The contingency plans required by the circumstances in the current SARS-CoV-2 outbreak
scenario must not let us forget that restrictions on parental contact and interventions
in the care of infants may entail costs to the families in addition to the loss of
opportunities for the newborn to adapt to the extrauterine environment and advance
in neurodevelopment. Restrictions on families are especially relevant in the NICU
as they cause emotional disturbance and may profoundly alter the bonding and relationship
established with the baby if the resulting emotions continue over time. In this sense,
it would be desirable to incorporate parents into contingency plan decisions, such
as in the schedule of their presence at the neonatal unit. These compensatory strategies
can help to reduce parental discomfort and to encourage parental bonding with the
infant that leads to better results and provides some protection against the many
challenges that arise during the infant's hospital stay and will influence later childhood
outcome, particularly in premature babies (21).
Those measures that go against this framework of care for the newborn and their families
should be measured carefully in order to balance the costs for the newborn, and also
for the families. Although adherence to contingency plans is critical, some recommendations
may be based on fear rather than evidence-based decision-making. It is therefore desirable
that contingency plans be periodically modified on the basis of accumulated scientific
evidence, and as far as possible, the measures taken during pandemic outbreaks should
have as little impact as possible on this family-centered care model while following
the guiding principle of cushioning the impact they have on binomial-focused infant-family
care.
Importantly, health-workers should rely positively on the contingency plans and help
parents to reduce their fear and encourage them to participate in their children's
care. Adequate family psychological support and the participation of social workers
are essential components of this effort.
Beyond all these threats, in the current coronavirus pandemic outbreak there are opportunities
to develop strategies to maintain the excellence of perinatal care. In fact, a stressful
environment may have value aspects as it can promote progress and further discussion
about care betterment (11).
Telehealth is a growing strategy to reduce the limitations that exist in knowledge
and expertise in different areas of the planet, as well as to facilitate telematic
contact in situations of restrictions. Telehealth could help in two notable ways by:
(a) providing telemedicine-guided assessment to avoid transfers and to take advantage
of highly-experienced colleagues, and (b) promoting family involvement with the infant,
among relatives that support the labile emotional state of parents, and with social
and health workers through a videoconferencing presence at daily rounds. In addition,
this tool could be used for remote rounds to enhance family education and neonatal
follow-up after discharge (22).
Accepting that every pandemic imposes a learning curve on how to prevent and control
the outbreak, we should not overlook the opportunity to resolve epidemiological, organizational,
diagnostic, and treatment questions throughout qualitative and quantitative research
projects.
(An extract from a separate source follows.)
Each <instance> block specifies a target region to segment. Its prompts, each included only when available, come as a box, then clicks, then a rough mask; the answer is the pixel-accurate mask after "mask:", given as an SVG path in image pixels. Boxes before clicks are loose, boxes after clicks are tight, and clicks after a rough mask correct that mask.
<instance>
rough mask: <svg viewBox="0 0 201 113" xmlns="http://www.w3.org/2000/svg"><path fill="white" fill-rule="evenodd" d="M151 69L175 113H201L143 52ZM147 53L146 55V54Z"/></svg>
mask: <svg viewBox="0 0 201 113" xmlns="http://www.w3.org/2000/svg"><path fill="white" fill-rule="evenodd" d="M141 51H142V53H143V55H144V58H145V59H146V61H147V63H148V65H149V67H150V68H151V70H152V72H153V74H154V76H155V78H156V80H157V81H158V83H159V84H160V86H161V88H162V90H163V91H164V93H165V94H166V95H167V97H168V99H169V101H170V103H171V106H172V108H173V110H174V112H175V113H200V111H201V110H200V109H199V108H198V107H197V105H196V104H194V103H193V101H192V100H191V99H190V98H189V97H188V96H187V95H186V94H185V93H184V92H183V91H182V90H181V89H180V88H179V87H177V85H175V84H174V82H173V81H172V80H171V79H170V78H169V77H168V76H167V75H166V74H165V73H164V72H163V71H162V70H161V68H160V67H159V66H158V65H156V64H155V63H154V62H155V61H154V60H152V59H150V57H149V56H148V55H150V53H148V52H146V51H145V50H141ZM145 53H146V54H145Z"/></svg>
The follow-up of infected patients and recording of outcomes in databases
are essential to improving knowledge and experience for future prevention and treatment
strategies (Figure 1).
Author Contributions
The authors have participated in the conception, writing, and reviewing of the manuscript.
Conflict of Interest
The authors declare that the research was conducted in the absence of any commercial
or financial relationships that could be construed as a potential conflict of interest.